There was a huge number of Bonaparte’s Gulls lining the far shore, huddled together on the sand. Well, it was a huge number to me. I counted 124 at least, as far as I could see. I had never seen that many Bonaparte’s Gulls together before! Then, this is also my first spring with my very own spotting scope; last spring I had to ID birds at very close range. I put my scope safely back on the quad, then set out down the beach with my camera. I went for the closest Bonaparte’s Gulls that I could see, but they were much further away that I had thought looking at them through my scope. I slowly walked towards it in a zig-zag pattern to get closer. If you walk in zig-zag rather than a straight line, they won’t feel that you’re as much of a threat and will likely let you approach closer than if you walked towards them in a straight line. It’s a trick that my mentor Cameron Eckert taught me, and a very good trick it is!
After taking a few pictures the Bonaparte’s Gull walked into the water and swam away, so I set out for another one. The next one I found was foraging along the water’s edge with a bunch of Herring and Mew Gulls. This one seemed tamer than the last one, and let me approach even closer. However, there was a certain distance that it wanted to keep me at. Once I reached the limit of that distance, it would start walking away from me at the same pace I was. The moment I stopped, it would also stop. It was standing in the water watching me as I crouched down on a point of sand sticking out into the lake. It was almost as if it knew I really wanted to take pictures of it. It was very cooroporative and posed for me, just as long as I stayed that certain distance away. It was like we had made an agreement of some sort without saying anything.

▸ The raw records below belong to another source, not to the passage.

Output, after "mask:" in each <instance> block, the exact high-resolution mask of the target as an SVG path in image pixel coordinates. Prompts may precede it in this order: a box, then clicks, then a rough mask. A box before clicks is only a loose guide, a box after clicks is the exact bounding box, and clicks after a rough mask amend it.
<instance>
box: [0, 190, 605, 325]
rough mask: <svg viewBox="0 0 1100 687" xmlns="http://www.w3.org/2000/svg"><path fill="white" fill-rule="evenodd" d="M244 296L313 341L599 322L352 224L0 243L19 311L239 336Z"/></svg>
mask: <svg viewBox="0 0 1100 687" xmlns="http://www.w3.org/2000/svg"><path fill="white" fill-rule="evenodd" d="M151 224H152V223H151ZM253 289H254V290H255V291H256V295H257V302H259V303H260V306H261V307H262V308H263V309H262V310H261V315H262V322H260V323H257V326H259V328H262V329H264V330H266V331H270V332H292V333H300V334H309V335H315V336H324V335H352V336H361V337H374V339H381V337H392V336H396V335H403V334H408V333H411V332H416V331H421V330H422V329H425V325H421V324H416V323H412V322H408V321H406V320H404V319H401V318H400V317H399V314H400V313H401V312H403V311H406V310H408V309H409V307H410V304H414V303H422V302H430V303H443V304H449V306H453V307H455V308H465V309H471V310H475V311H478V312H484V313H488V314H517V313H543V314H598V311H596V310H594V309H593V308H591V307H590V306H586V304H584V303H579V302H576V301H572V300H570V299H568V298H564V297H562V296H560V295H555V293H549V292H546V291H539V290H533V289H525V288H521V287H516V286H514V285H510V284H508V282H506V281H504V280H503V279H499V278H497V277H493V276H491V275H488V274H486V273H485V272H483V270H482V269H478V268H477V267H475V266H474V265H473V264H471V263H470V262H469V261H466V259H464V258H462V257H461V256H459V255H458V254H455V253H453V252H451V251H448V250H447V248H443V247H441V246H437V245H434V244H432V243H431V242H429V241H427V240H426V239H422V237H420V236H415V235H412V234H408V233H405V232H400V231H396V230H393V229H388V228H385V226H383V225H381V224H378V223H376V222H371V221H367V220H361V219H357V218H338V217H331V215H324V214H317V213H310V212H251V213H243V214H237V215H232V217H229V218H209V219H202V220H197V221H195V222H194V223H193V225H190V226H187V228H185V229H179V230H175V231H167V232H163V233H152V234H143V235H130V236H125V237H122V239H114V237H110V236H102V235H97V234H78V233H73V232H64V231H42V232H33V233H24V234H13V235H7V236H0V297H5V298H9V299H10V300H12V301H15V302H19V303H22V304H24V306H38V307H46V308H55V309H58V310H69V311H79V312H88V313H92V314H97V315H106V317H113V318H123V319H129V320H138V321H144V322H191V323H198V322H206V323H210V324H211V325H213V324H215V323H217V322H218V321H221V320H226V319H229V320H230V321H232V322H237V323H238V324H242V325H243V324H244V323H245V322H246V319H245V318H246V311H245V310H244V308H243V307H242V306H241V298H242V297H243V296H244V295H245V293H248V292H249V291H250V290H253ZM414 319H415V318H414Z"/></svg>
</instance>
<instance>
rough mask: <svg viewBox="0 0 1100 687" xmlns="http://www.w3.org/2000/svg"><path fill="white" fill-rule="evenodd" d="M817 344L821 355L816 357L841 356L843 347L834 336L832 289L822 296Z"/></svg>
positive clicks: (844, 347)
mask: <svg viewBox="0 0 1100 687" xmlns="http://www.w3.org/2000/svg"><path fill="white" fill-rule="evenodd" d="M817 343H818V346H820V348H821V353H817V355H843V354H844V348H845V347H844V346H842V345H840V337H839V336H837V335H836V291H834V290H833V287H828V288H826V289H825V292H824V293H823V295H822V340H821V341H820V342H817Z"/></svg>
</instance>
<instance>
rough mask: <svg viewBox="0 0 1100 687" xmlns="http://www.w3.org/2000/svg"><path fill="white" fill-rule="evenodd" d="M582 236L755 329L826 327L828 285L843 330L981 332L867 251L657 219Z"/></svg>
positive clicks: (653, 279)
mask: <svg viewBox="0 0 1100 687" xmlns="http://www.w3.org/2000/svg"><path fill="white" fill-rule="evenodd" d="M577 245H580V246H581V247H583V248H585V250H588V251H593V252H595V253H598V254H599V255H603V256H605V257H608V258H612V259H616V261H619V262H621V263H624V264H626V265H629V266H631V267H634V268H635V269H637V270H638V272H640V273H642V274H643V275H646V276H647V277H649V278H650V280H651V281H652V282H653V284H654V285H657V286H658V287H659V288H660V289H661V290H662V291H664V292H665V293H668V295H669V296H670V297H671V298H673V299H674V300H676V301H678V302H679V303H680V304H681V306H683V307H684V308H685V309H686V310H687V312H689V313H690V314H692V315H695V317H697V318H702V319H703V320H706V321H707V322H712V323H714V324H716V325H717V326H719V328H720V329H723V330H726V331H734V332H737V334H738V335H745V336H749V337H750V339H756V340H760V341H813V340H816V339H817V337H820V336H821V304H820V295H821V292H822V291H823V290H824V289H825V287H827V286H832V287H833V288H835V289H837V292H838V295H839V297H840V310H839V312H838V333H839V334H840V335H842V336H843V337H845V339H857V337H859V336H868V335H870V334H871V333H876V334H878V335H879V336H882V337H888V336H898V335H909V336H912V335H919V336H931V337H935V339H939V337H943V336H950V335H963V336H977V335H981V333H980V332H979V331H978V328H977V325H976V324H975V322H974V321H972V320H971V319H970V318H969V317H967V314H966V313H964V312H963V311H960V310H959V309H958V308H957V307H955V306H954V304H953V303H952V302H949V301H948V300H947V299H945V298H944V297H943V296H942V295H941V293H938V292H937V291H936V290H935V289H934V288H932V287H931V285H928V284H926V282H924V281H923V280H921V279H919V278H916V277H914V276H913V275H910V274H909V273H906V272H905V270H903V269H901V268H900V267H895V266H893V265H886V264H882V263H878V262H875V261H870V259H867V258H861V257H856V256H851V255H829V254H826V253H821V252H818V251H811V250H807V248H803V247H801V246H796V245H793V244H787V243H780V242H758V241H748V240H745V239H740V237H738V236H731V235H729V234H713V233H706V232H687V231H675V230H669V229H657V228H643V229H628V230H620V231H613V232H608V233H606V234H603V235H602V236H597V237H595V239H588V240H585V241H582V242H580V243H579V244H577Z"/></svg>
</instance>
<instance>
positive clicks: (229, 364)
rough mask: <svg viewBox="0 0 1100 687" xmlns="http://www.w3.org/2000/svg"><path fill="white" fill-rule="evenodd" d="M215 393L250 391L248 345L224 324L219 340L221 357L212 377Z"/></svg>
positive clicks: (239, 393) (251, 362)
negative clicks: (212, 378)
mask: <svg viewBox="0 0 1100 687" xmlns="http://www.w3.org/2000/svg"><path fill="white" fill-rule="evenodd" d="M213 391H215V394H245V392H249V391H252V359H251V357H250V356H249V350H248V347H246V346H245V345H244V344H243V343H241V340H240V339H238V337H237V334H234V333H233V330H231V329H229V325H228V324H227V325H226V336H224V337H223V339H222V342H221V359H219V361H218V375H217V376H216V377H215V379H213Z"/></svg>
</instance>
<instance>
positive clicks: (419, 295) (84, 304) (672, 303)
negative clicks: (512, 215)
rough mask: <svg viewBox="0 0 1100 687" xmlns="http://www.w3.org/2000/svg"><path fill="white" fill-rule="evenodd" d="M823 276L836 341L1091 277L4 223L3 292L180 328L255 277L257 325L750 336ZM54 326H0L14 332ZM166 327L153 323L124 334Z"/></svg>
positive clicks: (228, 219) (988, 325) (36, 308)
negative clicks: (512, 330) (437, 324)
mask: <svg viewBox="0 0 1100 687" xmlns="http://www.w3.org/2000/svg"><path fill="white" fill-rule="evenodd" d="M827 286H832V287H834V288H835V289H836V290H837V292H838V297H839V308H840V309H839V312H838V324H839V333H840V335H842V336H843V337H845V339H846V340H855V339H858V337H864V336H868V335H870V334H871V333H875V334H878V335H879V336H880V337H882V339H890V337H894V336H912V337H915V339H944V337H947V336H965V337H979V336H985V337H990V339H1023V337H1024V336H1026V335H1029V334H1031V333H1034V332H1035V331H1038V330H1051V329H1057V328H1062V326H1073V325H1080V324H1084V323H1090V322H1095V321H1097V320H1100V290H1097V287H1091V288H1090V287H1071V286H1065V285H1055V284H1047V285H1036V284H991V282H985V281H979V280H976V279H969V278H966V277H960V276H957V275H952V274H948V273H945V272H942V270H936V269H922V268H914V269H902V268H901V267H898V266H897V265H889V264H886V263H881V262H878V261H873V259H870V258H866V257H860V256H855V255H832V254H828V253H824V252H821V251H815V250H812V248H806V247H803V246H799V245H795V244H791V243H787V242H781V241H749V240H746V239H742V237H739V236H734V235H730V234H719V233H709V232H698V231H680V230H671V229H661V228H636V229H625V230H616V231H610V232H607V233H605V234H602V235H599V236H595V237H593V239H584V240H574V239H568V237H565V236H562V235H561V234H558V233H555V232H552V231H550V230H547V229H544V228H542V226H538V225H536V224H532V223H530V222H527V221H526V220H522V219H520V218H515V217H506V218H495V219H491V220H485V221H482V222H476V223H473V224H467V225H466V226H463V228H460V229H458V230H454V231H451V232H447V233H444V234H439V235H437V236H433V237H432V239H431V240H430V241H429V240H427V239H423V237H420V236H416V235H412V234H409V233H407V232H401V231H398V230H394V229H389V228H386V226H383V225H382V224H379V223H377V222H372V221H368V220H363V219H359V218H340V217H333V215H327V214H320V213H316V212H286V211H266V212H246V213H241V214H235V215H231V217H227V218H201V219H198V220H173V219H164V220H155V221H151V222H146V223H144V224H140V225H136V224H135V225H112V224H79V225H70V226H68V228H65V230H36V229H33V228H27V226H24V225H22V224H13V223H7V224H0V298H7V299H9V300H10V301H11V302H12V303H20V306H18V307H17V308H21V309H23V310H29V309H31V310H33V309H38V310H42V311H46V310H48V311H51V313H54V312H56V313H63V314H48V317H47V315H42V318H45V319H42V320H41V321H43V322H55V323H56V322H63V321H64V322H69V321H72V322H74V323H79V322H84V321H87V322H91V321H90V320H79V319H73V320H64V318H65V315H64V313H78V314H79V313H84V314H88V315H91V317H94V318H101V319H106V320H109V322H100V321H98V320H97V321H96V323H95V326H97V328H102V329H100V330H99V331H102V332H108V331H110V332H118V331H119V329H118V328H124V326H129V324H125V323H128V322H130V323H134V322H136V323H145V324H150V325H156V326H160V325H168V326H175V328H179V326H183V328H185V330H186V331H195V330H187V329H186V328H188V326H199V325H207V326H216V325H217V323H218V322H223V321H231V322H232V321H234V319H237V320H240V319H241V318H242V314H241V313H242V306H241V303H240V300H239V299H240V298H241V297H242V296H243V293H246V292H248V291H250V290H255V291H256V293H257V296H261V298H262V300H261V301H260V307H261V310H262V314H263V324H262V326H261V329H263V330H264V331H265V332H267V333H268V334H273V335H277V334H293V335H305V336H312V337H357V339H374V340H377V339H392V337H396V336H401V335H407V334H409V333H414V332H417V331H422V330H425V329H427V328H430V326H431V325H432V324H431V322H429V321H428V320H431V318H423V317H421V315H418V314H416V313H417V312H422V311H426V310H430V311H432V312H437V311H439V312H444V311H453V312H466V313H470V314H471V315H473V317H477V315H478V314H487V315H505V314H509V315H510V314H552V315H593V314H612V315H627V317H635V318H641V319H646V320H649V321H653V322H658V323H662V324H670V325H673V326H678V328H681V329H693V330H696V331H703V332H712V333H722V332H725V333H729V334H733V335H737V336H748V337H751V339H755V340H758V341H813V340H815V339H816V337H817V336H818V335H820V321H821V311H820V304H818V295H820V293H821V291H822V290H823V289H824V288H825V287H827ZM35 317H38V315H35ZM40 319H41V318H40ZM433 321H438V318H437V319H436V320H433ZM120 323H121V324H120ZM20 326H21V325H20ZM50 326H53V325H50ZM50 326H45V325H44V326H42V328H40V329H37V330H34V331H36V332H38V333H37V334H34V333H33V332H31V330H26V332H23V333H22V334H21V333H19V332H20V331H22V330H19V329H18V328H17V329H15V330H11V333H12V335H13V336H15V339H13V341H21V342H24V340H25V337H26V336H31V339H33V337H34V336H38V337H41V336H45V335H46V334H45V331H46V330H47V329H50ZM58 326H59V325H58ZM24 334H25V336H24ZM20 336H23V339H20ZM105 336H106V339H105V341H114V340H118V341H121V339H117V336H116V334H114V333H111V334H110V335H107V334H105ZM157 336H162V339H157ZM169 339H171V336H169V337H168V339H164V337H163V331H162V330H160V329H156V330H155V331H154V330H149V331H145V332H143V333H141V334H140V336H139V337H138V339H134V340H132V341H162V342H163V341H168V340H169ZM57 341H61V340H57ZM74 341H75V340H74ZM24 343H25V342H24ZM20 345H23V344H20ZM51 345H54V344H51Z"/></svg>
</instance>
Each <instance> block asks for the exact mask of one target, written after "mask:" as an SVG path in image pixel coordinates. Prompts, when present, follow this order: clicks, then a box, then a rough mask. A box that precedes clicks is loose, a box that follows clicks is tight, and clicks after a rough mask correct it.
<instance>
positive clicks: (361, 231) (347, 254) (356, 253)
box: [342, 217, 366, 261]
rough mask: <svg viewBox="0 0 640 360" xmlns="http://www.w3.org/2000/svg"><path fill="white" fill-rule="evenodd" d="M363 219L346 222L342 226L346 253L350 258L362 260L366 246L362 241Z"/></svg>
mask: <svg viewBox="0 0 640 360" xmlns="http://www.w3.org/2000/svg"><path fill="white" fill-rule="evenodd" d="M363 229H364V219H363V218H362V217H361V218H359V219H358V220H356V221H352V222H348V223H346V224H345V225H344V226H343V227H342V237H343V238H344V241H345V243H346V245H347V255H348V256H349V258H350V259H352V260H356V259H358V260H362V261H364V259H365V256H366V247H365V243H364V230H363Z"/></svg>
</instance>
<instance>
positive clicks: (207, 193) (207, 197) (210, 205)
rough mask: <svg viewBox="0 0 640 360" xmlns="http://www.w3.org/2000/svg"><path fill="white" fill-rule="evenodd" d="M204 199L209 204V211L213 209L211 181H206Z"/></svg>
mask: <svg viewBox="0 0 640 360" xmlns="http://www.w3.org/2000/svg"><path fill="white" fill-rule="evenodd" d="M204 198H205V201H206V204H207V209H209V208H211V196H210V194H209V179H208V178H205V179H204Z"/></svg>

After spending a while with the Bonaparte’s Gull I took the quad and went further down the beach to look for shorebirds. I only had to go 300 meters before I found a pair of Lesser Yellowlegs foraging along the shore. I shut off the quad and took some pictures of them too. Every once in a while the Yellowlegs that I am assuming was the male, would stand up and sing this beautifully clear, wavering song, his breeding call. Then the other one, which I am assuming was the female, would watch him sing and then run or fly over and start foraging again beside him. As dusk fell, I checked off a few more species for the evening: Bald Eagle, Northern Harrier, and Varied Thrush. I went home very happy that evening, because it turned out to be a really beautiful night after all.